The researchers used a stochastic microsimulation model to represent individuals and assessed obesity outcomes for 5 years. The model simulated the varying demographic characteristics of US adults. Each simulated individual was assigned an age group, race/ethnicity, educational background, and income level. Each was also assigned a baseline height, weight, and SSB intake using data from the National Health and Nutrition Examination Survey Cycles from 2005 to 2014. The SSBs themselves were defined as nondiet, nonalcoholic beverages with added sugars at a level ≤5 calories/100 grams.
During the study, the model represented 2 scenarios: a “policy” scenario where simulated individuals experienced a national health warning for SSBs and a “status quo” scenario, assuming that no such warning policy was experienced by the individuals. The model used the National Institutes of Health validated model of weight change dynamics, and individuals’ body mass index and obesity status were calculated using baseline height. During statistical analysis of the data, sensitivity analyses examined 3 main parameters of the model: warning efficacy over time, magnitude of warnings’ impact on SSB intake, and caloric compensation.

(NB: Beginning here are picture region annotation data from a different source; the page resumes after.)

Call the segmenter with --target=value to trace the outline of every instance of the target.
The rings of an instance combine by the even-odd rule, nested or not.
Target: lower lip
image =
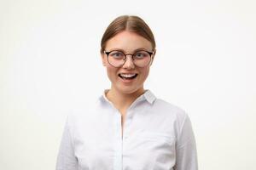
[[[133,78],[133,79],[123,79],[123,78],[121,78],[121,77],[119,77],[119,78],[121,79],[121,81],[122,81],[123,82],[125,82],[125,83],[129,83],[129,82],[133,82],[133,81],[137,78],[137,76],[136,76],[135,78]]]

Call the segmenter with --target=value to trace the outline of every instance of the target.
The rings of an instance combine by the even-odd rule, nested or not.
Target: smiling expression
[[[125,54],[134,54],[138,49],[152,52],[152,44],[146,38],[128,31],[118,33],[109,39],[105,48],[107,52],[119,50]],[[152,60],[154,55],[152,55]],[[112,90],[122,94],[143,91],[143,83],[148,76],[151,63],[143,68],[137,67],[134,65],[131,55],[127,55],[125,63],[121,67],[116,68],[108,62],[107,54],[102,54],[102,60],[103,65],[107,68]]]

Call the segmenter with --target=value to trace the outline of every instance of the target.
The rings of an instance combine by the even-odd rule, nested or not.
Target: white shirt
[[[187,114],[147,90],[121,114],[106,98],[70,114],[56,170],[197,170]]]

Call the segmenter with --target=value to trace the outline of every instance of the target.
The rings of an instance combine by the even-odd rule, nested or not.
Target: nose
[[[135,65],[133,63],[132,55],[126,55],[126,60],[123,65],[123,68],[125,69],[134,69]]]

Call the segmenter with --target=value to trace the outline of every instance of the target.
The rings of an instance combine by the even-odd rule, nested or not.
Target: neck
[[[130,105],[136,100],[137,97],[145,92],[142,88],[132,94],[124,94],[113,87],[107,93],[106,97],[113,103],[113,105],[123,114]]]

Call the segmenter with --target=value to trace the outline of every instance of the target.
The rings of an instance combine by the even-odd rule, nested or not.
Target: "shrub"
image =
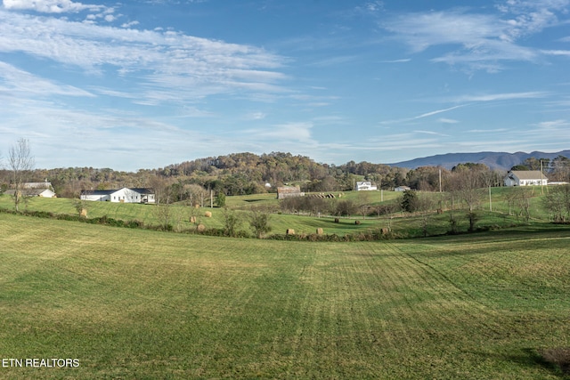
[[[565,375],[570,374],[570,347],[558,347],[544,350],[542,358],[550,364],[558,366]]]

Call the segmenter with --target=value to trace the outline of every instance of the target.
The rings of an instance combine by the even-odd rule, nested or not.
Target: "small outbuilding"
[[[293,197],[305,197],[305,193],[301,191],[299,186],[280,186],[277,188],[277,199]]]
[[[118,203],[155,203],[154,192],[145,188],[81,190],[81,200]]]
[[[549,179],[540,170],[511,170],[503,178],[505,186],[547,185]]]
[[[354,190],[356,191],[371,191],[377,190],[378,187],[376,185],[373,185],[370,181],[359,181],[354,186]]]
[[[410,191],[411,189],[408,186],[398,186],[394,189],[394,191]]]

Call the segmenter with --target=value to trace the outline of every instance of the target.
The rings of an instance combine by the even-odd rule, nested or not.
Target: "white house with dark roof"
[[[82,190],[81,200],[118,203],[155,203],[154,192],[145,188]]]
[[[540,170],[511,170],[503,179],[505,186],[547,185],[549,179]]]

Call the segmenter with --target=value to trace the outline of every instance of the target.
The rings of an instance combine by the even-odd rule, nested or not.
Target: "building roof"
[[[509,173],[517,175],[517,178],[519,180],[548,180],[546,175],[544,175],[543,173],[541,173],[540,170],[512,170]]]
[[[128,189],[132,191],[138,192],[139,194],[154,194],[151,189],[147,188],[121,188],[121,189]],[[110,195],[114,192],[120,190],[121,189],[114,189],[114,190],[81,190],[81,194],[83,195]]]

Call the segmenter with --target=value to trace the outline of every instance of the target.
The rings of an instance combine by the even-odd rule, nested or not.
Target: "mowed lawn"
[[[559,379],[570,230],[309,243],[0,214],[0,378]]]

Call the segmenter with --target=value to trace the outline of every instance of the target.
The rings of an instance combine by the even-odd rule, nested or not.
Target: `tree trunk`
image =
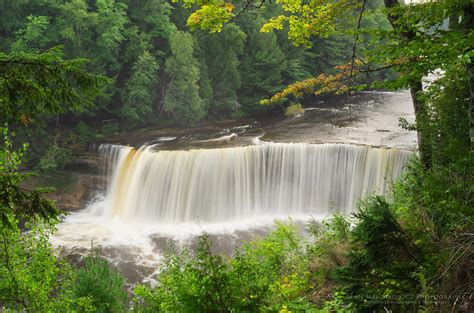
[[[470,3],[464,8],[464,29],[470,31],[474,28],[474,3]],[[471,51],[472,53],[472,51]],[[471,54],[472,55],[472,54]],[[470,62],[466,64],[467,80],[469,83],[469,135],[471,138],[471,149],[474,146],[474,58],[470,57]]]
[[[398,0],[384,0],[385,7],[387,9],[395,8],[400,6]],[[388,13],[387,18],[393,28],[397,28],[396,21],[398,16],[396,14]],[[411,32],[402,32],[400,36],[403,39],[412,39],[415,34]],[[418,151],[420,156],[421,164],[425,168],[431,167],[431,143],[429,140],[428,132],[423,129],[423,124],[426,123],[427,112],[425,104],[420,100],[420,92],[423,91],[422,86],[422,77],[414,79],[410,82],[410,94],[413,101],[413,107],[415,110],[415,122],[417,127],[417,137],[418,137]]]
[[[423,101],[420,100],[419,93],[423,91],[421,79],[417,79],[410,83],[410,94],[415,109],[416,118],[416,134],[418,137],[418,152],[421,164],[425,168],[431,167],[431,142],[429,133],[426,131],[426,119],[428,118],[426,107]]]

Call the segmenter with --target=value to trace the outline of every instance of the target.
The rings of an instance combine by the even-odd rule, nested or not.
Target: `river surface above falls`
[[[203,231],[230,253],[276,218],[350,212],[358,197],[384,193],[415,149],[416,133],[401,129],[400,117],[414,120],[409,93],[374,92],[326,99],[292,119],[121,134],[95,147],[106,186],[52,242],[83,255],[93,241],[136,282],[170,246],[192,246]]]

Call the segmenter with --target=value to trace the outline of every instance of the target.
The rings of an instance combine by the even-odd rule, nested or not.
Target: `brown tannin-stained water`
[[[157,269],[170,245],[192,245],[203,231],[229,253],[275,219],[352,212],[359,198],[387,193],[416,134],[398,127],[399,117],[413,119],[408,93],[345,101],[351,110],[322,103],[293,119],[102,144],[106,186],[52,241],[66,254],[84,254],[93,240],[136,282]]]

Analysis of the simulated data showed that by implementing a national policy for health warnings on SSBs, energy intake would be reduced by 25.3 calories per day, for a total energy intake reduction of 31.2 calories per day. Assuming this reduction continues over time, the average body mass index at the end of a 5-year period would be 0.64 kg/m2 lower for policy model individuals. Overall, there would be a 3.1% reduction in obesity prevalence in US adults. These reductions were seen across all demographic groups, with obesity prevalence reduction most apparent in black adults and Hispanic adults when compared with white adults. Adults with lower income and a lower education level also displayed larger reductions in obesity prevalence. Results when assuming that warnings would reduce SSB intake by 14.8% decreased obesity prevalence further, and a 22.4% intake reduction showed an even greater decrease.
The researchers acknowledge that the study was limited by the simplifier nature of microsimulations, as well as by the use of one-way sensitivity analyses. Additionally, the model was unable to incorporate data on the impact of the warning on social behaviors and interactions with other policies or on the creation of tandem policies like taxes on SSBs.
The need for policies addressing SSB overconsumption has grown in concordance with increased rates of obesity and obesity-related conditions among US adults. Implementing warning labels is a possible strategy for addressing this issue. Through the use of large and prominent warning labels, the researchers argue that SSB consumption rates could decrease and lead to an overall reduction in rates of obesity and obesity-related conditions among US adults.
Grummon A, Smith NR, Golden SD, Frerichs L, Tallie LS, Brewer NT. Health warnings on sugar-sweetened beverages: simulation of impacts on diet and obesity among US adults [published online October 15, 2019]. Am J Prev Med. doi:10.1016/j.amepre.2019.06.022.